Os Bodes do Catimbau

Este é um conto que escrevi para o nosso projeto de divulgação científica Econtos, um podcast de ecologia para crianças. Ele pode ser ouvido no youtube, neste link, ou no spotify, neste link.

Estava quente. E estava seco. O Sol não dava trégua fazia alguns dias, e isso devia incomodar muita gente. Muita gente, mesmo. Afinal, quem é que não se incomodaria de ficar debaixo do Sol, comendo plantas espinhudas, dia após dia após dia?

João não se incomodava.

João era um bode e vivia no Catimbau, no interior pernambucano, onde ele comia plantas espinhudas debaixo do Sol escaldante, dia após dia. Algumas vezes João se surpreendia, pois a planta que ele tinha acabado de comer estava lá, crescendo, verde e feliz e contente e espinhuda.

Ilustração por Eduardo Lemos

João ficava surpreso, mas a sua surpresa não durava muito tempo. Ao invés disso, ele ia lá e comia de novo a planta verde e espinhuda. E assim seguiam os seus dias.
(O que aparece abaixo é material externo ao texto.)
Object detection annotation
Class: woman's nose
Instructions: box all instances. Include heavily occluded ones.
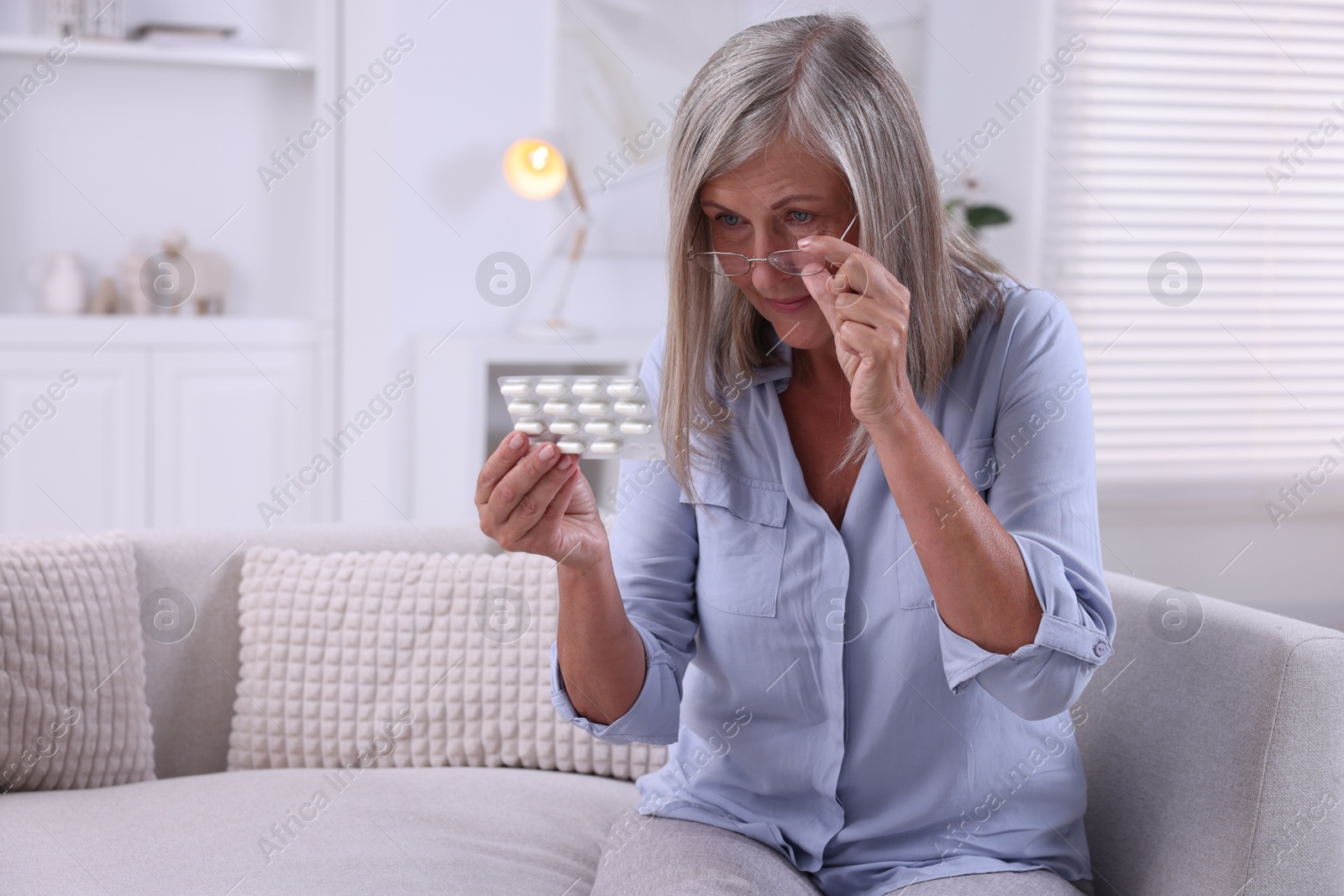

Os amigos de João, o bode Morisvaldo e a bode Jucélia, seguiam a mesma rotina, embora Morisvaldo fosse mais preguiçoso e gostasse de ficar deitado debaixo da sombra de um cajueiro. E além dos bodes, naquela parte do Catimbau também havia pessoas. Algumas dessas pessoas eram bem estranhas: elas ficavam cavando a terra debaixo das plantas espinhudas e depois colocavam a terra de volta, e por vezes até tiravam umas folhas das plantas mas nunca as comiam. Essas pessoas se referiam a se mesmas com a estranha palavra “pesquisadores”, ou às vezes “cientistas”. Elas diziam que estavam lá Fazendo Pesquisa. João achava muito estranho elas não comerem as plantas espinhudas.

Um dia, uma dessa pessoas disse para outra: “Acho que nós já medimos esse cajueiro aqui, visse.”. Era a planta debaixo da qual o bode Morisvaldo estava deitado – e foi assim que João soube que aquela planta era um cajueiro. Não que isso fizesse muita diferença para ele, ou para Morisvaldo, ou para a planta.

As pessoas iam e vinham; eram muitas pessoas, mas ele lembrava da cara de algumas. Não dos nomes. João não se interessava por nomes de pessoas – pessoas não tinham folhas que ele pudesse mastigar. Cajueiros sim, cajueiros tinham folhas que ele pudesse mastigar, mesmo que não fossem as suas folhas favoritas. Mas bom, morando no Catimbau, debaixo do Sol que não dava trégua, não se podia ser muito exigente. João não era nada exigente em relação às plantas cujas folhas ele comia.